The size and power data is summarized in Table 1. We see that size after synthesis was reduce by an average of 58%, and power by an average of 22%. The reason that power is not reduced as much as size is because many of the gates eliminated through constant propagation were not used during a core’s execution even when present, so didn’t consume much power. The power reductions that do occur result we believe primarily from less switching activity occurring due to simpler control and datapath switching logic.
These reductions come of course at the cost of not being able to reprogram the configurable parameters of the core once the system has been implemented. Thus, if modifying the microprocessor’s program is a possibility, then propagating constants across the software/hardware boundary should either not be done, or should be done only to the extent that the designer is certain that particular constants won’t change. However, as mentioned earlier, many embedded systems have their programs fixed in mask-programmed ROM, and thus the configurable parameters could never have been modified anyways, meaning our approach would have no impact on flexibility in those cases.
6. CONCLUSIONS
As core-based design methodologies grow in popularity, cores will be heavily parameterized to increase applicability and hence sales.
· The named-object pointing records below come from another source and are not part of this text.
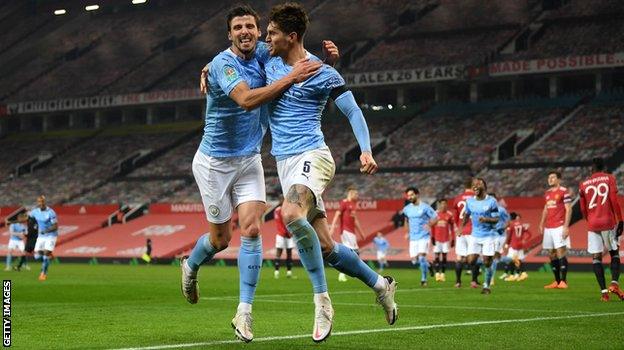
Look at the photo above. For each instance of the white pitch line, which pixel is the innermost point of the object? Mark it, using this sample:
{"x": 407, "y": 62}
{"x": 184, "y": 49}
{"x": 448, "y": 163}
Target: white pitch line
{"x": 377, "y": 330}
{"x": 427, "y": 306}
{"x": 333, "y": 293}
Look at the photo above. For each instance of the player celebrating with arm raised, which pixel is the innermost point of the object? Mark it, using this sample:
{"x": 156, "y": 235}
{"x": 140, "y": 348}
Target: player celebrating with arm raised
{"x": 554, "y": 226}
{"x": 305, "y": 165}
{"x": 600, "y": 207}
{"x": 482, "y": 210}
{"x": 420, "y": 218}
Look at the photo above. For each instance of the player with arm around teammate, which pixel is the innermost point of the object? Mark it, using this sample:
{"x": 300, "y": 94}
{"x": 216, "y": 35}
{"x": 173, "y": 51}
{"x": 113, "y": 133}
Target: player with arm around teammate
{"x": 305, "y": 166}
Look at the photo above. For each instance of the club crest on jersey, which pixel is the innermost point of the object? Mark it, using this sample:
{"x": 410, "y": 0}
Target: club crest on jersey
{"x": 230, "y": 73}
{"x": 214, "y": 211}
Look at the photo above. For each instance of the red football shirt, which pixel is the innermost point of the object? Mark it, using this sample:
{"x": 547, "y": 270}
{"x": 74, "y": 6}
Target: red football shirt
{"x": 443, "y": 229}
{"x": 279, "y": 223}
{"x": 556, "y": 199}
{"x": 347, "y": 215}
{"x": 599, "y": 203}
{"x": 460, "y": 209}
{"x": 518, "y": 235}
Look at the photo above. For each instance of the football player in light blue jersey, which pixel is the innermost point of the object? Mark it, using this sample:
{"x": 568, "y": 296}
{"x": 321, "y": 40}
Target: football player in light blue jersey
{"x": 48, "y": 232}
{"x": 482, "y": 210}
{"x": 17, "y": 232}
{"x": 227, "y": 166}
{"x": 501, "y": 230}
{"x": 305, "y": 165}
{"x": 420, "y": 217}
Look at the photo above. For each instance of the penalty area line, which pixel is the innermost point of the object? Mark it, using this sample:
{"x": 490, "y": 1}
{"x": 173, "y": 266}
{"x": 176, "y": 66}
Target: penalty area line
{"x": 377, "y": 330}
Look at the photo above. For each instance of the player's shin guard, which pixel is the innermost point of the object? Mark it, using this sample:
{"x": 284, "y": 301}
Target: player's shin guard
{"x": 309, "y": 253}
{"x": 458, "y": 269}
{"x": 599, "y": 272}
{"x": 475, "y": 267}
{"x": 489, "y": 274}
{"x": 22, "y": 261}
{"x": 288, "y": 259}
{"x": 615, "y": 265}
{"x": 436, "y": 264}
{"x": 45, "y": 265}
{"x": 249, "y": 264}
{"x": 493, "y": 268}
{"x": 563, "y": 262}
{"x": 555, "y": 263}
{"x": 346, "y": 261}
{"x": 201, "y": 253}
{"x": 424, "y": 266}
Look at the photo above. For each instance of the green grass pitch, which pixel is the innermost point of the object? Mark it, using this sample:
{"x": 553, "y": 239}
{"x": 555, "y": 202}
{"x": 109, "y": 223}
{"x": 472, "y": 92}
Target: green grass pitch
{"x": 121, "y": 306}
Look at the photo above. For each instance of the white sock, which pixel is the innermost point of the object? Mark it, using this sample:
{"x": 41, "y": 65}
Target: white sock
{"x": 319, "y": 298}
{"x": 380, "y": 285}
{"x": 243, "y": 308}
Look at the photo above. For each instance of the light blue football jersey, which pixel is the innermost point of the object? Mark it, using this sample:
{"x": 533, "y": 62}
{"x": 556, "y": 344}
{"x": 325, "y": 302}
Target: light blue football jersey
{"x": 418, "y": 216}
{"x": 45, "y": 219}
{"x": 230, "y": 131}
{"x": 487, "y": 207}
{"x": 295, "y": 117}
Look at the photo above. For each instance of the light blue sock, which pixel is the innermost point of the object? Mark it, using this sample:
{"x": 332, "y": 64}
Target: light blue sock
{"x": 249, "y": 263}
{"x": 488, "y": 277}
{"x": 202, "y": 253}
{"x": 309, "y": 249}
{"x": 424, "y": 268}
{"x": 45, "y": 264}
{"x": 494, "y": 265}
{"x": 346, "y": 261}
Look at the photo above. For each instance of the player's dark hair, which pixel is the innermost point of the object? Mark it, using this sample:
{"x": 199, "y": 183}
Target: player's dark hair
{"x": 556, "y": 172}
{"x": 483, "y": 180}
{"x": 598, "y": 164}
{"x": 412, "y": 188}
{"x": 242, "y": 10}
{"x": 290, "y": 17}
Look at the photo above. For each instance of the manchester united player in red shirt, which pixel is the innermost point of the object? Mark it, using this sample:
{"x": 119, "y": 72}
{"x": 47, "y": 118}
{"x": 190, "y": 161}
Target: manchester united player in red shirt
{"x": 283, "y": 241}
{"x": 517, "y": 236}
{"x": 554, "y": 226}
{"x": 442, "y": 238}
{"x": 349, "y": 224}
{"x": 463, "y": 236}
{"x": 601, "y": 209}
Pre-fabrication parameters, specified using HDL generics or constants, can result in optimized hardware. However, post-fabrication parameters, known as software configurable parameters, until now had not been exploited similarly. We introduced the idea of propagating constants beyond the microprocessor software, to the peripheral hardware. We showed that such propagation yielded reductions in size by 2-3 times, and good power reductions of between 10-30%, using several standard peripheral examples. This work is part of the UCR Dalton project, which seeks to develop techniques for parameterized core-based system-on-a-chip design [7]. This work motivates the need for future work on system-on-a-chip frameworks whose compilers are able to detect "constants" in the sense of software configurable register values, and are able to coordinate between compilers and synthesis tools to propagate those constants to the hardware.
7. ACKNOWLEDGEMENTS
This work was supported by the National Science Foundation under grant number CCR-9876006.
8. REFERENCES
[1] Aho, A.V., R. Sethi, J.D. Ullman. "Compilers: Principles Techniques, and Tools," Reading, Addison-Wesley Publishing Company, March 1998.
[2] Escalade Corporation, http://www.escalade.com/.
[3] Gupta, R., and Y. Zorian. Introducing Core-Based System Design. IEEE Design & Test, Vol. 14, No. 4, Oct-Dec 1997, pp. 15-25.
[4] Inventra core library, Mentor Graphics, http://www.mentor.com/inventra/.
[5] Platform Express. Mentor Graphics, http://www.mentor.com/soc/platform_ex/.
[6] Stitt, G., F. Vahid, T. Givargis, and R. Lysecky. A First-step Towards an Architecture Tuning Methodology for Low Power. Compilers, Architectures, and Synthesis for Embedded Systems (CASES'00), November 2000, pp. 187-192.
[7] The UCR Dalton project: http://www.cs.ucr.edu/~dalton.
[8] Vahid, F., and T. Givargis. Platform Tuning for Embedded Systems Design. IEEE Computer, Vol. 34, No. 3, March 2001, pp. 112-114.
[9] Virtual Socket Interface Association, Architecture Document, http://www.vsi.org, 1997.
[10] Wegman, M., and F.K. Zadeck. Constant Propagation with Conditional Branches. ACM Transactions on Programming Languages and Systems, Vol 18, No 2, April 1991, pp. 181-210.